New Malware A Dangerous Threat To ALL iOS Users [UPDATED]
If you’re an iOS user, you have a really dangerous piece of malware to worry about. Called XcodeGhost, it affects stock and jailbroken iOS devices. MacRumors has a FAQ on this new threat, but here’s what you need to know:
A malicious version of Xcode was uploaded to Chinese cloud file sharing service Baidu and downloaded by some iOS developers in China.
Chinese developers then unknowingly compiled iOS apps using the modified Xcode IDE and distributed those infected apps through the App Store.
Those apps then managed to pass through Apple’s code review process, enabling iOS users to install or update the infected apps on their devices.
Lovely. There’s more:
Palo Alto Networks has shared a full list of over 50 infected iOS apps, including WeChat, NetEase Cloud Music, WinZip, Didi Chuxing, Railway 12306, China Unicom Mobile Office and Tonghuashun.
Plus there’s this:
iOS apps infected with XcodeGhost malware can and do collect information about devices and then encrypt and upload that data to command and control (C2) servers run by attackers through the HTTP protocol. The system and app information that can be collected includes:
- Current time
- Current infected app’s name
- The app’s bundle identifier
- Current device’s name and type
- Current system’s language and country
- Current device’s UUID
- Network type Palo Alto Networks also discovered that infected iOS apps can receive commands from the attacker through the C2 server to perform the following actions:
- Prompt a fake alert dialog to phish user credentials;
- Hijack opening specific URLs based on their scheme, which could allow for exploitation of vulnerabilities in the iOS system or other iOS apps;
- Read and write data in the user’s clipboard, which could be used to read the user’s password if that password is copied from a password management tool.

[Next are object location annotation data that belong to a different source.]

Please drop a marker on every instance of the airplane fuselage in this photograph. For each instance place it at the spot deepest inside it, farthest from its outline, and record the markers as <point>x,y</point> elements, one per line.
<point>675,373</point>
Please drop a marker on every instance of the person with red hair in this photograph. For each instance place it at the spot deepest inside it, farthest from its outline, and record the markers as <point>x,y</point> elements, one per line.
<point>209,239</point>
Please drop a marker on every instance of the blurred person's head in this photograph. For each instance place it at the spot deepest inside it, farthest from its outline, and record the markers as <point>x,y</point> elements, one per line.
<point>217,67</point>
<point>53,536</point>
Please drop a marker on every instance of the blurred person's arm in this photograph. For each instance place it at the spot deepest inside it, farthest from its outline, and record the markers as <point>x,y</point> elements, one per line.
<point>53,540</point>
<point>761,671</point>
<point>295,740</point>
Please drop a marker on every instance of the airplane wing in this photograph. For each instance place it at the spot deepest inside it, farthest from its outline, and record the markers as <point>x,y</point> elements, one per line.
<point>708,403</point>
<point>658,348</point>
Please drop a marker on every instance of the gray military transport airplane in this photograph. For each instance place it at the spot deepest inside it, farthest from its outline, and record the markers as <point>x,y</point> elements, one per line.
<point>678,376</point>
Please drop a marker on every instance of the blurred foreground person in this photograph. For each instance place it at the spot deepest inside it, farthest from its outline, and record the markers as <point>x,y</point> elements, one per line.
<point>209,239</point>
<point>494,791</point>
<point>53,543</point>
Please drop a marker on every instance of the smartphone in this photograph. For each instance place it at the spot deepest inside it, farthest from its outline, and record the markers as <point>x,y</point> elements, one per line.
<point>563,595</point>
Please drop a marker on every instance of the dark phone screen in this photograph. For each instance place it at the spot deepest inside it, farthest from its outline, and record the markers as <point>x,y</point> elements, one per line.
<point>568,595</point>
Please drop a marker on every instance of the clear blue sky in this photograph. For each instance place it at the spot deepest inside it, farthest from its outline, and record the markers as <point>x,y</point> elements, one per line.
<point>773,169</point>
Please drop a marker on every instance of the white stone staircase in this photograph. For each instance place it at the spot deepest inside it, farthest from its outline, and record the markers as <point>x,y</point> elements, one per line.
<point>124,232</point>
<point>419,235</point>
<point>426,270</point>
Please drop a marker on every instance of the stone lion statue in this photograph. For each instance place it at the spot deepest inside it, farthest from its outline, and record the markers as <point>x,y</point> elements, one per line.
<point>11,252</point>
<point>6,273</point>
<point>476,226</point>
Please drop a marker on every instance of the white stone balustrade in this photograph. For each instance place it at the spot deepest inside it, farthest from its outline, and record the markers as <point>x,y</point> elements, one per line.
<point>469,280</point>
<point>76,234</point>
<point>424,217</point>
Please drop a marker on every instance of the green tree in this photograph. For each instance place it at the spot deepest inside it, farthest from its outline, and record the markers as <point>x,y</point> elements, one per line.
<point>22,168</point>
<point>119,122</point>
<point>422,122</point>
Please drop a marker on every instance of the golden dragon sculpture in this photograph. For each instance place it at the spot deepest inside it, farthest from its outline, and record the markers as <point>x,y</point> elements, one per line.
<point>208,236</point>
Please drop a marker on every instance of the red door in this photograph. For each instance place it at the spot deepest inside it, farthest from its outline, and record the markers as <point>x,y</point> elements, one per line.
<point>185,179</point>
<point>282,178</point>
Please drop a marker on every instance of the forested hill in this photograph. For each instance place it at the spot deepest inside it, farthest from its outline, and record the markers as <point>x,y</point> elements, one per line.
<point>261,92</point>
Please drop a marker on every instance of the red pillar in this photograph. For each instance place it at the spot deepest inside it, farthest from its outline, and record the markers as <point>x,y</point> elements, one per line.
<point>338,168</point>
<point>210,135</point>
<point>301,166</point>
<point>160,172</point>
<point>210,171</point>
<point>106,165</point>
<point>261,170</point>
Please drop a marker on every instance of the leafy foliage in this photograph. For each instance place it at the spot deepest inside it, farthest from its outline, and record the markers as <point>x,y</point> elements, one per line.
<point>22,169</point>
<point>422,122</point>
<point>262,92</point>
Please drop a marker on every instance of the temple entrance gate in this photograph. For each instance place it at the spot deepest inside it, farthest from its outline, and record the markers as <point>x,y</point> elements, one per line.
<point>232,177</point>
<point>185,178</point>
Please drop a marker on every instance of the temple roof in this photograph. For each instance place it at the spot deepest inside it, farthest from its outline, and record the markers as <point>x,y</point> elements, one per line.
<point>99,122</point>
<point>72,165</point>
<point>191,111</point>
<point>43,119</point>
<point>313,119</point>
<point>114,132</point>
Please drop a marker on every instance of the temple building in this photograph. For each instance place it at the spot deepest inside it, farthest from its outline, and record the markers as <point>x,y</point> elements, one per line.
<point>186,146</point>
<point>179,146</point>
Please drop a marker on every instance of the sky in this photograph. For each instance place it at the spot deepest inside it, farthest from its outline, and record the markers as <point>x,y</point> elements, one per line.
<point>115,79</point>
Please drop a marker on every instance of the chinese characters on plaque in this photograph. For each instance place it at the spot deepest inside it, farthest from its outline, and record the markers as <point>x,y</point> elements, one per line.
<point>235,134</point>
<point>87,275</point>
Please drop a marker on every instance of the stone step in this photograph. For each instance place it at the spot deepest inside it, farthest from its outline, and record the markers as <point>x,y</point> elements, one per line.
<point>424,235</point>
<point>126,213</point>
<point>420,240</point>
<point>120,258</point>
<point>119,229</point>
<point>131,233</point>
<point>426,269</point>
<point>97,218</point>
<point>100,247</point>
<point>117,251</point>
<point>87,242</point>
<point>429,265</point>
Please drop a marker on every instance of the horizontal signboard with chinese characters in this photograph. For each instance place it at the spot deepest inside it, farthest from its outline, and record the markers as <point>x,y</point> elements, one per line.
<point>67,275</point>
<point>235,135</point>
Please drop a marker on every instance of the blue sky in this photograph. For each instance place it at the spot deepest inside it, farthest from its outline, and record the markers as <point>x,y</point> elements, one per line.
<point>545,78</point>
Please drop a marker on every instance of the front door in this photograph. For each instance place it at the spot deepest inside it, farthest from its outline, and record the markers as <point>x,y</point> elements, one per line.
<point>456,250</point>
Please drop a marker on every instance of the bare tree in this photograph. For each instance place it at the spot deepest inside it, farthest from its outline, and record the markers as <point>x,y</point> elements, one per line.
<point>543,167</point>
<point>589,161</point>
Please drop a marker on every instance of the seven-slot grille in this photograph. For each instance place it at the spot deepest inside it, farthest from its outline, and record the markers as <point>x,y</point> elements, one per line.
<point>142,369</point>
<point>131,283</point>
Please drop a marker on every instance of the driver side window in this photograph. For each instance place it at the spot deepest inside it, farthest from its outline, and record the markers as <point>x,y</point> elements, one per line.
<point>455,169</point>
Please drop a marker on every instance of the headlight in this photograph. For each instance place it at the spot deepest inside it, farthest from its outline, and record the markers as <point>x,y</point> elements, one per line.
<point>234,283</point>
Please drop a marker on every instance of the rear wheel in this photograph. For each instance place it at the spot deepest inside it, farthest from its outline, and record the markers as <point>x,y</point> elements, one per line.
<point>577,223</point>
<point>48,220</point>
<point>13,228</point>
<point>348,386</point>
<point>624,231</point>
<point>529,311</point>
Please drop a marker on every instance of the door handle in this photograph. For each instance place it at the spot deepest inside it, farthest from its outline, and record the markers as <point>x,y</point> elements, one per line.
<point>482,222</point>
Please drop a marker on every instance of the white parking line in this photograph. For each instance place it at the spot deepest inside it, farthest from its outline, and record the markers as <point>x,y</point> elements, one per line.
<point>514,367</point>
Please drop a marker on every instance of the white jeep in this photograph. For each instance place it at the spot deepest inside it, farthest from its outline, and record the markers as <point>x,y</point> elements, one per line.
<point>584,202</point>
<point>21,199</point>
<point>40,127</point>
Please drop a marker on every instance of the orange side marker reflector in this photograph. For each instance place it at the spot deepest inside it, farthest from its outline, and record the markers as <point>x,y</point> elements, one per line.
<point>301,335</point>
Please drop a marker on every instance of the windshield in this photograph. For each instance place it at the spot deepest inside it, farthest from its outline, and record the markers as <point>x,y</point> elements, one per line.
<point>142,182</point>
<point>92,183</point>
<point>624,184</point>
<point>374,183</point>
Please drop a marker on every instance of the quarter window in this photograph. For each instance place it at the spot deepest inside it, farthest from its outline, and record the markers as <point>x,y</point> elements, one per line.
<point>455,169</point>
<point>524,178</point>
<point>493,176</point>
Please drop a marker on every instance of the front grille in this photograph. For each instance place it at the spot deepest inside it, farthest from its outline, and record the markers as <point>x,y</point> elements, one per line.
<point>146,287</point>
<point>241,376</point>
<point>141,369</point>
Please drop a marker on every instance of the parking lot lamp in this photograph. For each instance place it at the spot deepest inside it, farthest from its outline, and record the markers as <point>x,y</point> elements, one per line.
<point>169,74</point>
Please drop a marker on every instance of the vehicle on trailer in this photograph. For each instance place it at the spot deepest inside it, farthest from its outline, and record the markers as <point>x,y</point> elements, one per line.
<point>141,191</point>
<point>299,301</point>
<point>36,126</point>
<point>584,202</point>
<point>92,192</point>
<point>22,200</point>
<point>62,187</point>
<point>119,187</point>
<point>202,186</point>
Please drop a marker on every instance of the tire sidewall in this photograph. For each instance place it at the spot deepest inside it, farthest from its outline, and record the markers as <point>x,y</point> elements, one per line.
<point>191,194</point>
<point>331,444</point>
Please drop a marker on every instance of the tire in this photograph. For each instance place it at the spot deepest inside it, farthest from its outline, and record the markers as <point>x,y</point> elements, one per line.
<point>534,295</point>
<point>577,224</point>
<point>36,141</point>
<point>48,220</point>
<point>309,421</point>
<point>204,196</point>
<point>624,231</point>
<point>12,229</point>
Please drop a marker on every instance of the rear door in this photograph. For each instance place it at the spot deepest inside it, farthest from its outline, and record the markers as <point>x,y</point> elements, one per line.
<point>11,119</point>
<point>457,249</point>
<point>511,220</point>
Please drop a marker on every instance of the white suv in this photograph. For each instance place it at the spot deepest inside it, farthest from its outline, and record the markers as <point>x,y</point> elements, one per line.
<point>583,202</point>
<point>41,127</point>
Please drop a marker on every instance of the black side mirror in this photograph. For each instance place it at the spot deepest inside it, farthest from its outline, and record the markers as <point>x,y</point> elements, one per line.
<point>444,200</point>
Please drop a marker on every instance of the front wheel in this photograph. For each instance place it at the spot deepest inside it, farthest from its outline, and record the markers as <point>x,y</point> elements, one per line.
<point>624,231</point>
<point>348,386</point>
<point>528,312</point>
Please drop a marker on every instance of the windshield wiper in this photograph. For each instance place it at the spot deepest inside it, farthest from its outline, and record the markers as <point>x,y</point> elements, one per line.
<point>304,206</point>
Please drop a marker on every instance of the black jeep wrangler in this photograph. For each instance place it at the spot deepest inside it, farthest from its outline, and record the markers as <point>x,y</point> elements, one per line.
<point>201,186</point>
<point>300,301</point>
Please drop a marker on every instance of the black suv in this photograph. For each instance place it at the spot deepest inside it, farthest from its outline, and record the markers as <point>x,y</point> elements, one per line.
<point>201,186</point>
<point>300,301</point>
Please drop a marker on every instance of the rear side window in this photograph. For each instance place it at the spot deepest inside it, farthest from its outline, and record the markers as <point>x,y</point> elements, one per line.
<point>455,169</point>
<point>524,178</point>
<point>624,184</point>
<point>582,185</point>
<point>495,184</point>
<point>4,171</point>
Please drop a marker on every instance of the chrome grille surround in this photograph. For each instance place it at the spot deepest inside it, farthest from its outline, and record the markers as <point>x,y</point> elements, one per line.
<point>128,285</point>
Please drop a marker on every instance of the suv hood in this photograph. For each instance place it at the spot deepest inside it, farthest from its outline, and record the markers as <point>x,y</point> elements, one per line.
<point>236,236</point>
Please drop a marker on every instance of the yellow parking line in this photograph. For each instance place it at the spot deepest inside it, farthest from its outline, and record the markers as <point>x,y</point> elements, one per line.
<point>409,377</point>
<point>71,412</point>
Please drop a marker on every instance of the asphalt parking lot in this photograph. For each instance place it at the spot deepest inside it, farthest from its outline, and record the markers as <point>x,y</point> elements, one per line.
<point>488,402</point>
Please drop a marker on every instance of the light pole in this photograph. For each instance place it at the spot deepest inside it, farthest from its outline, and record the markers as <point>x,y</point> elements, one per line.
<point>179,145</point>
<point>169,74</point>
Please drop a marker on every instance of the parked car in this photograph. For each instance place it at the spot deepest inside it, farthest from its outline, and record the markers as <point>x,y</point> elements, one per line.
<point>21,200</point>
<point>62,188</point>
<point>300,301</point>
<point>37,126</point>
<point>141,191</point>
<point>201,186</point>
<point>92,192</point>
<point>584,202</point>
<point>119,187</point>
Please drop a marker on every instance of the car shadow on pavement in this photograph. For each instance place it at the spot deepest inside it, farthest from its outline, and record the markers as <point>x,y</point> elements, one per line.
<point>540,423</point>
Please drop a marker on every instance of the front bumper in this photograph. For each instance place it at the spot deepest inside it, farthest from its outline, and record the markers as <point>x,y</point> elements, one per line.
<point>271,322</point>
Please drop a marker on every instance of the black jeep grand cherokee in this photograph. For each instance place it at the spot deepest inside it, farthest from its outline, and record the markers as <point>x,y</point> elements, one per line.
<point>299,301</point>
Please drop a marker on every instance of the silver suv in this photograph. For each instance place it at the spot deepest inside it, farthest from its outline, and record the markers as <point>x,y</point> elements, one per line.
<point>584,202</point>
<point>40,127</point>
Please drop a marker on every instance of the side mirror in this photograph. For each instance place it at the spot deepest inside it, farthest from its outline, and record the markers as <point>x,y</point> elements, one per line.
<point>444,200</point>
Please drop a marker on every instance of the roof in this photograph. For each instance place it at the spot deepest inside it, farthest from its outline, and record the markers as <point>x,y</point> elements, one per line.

So, if you have any of the apps on Palo Alto’s list, you need to uninstall them right now. Then you should reset your device password and your iCloud password. In the meantime, Apple might want to look at their code review process as these apps passed through it and got out to the world. That’s not good.
UPDATE: Reuters reports that Apple has pulled any and all apps that have this malware.
September 20, 2015 at 8:24 pm
Would this also apply if you downloaded these apps from Google Play (and installed on Android)? A friend asked me to install WeChat and I did last week and deleted it the same day.
I was wondering if the Android versions would be impacted by this?
September 20, 2015 at 8:30 pm
No. It only applies to iOS as it requires an app compiled in Xcode which only iOS devices can run.
September 21, 2015 at 8:23 pm
Thank you very much…glad I don’t have to worry this time!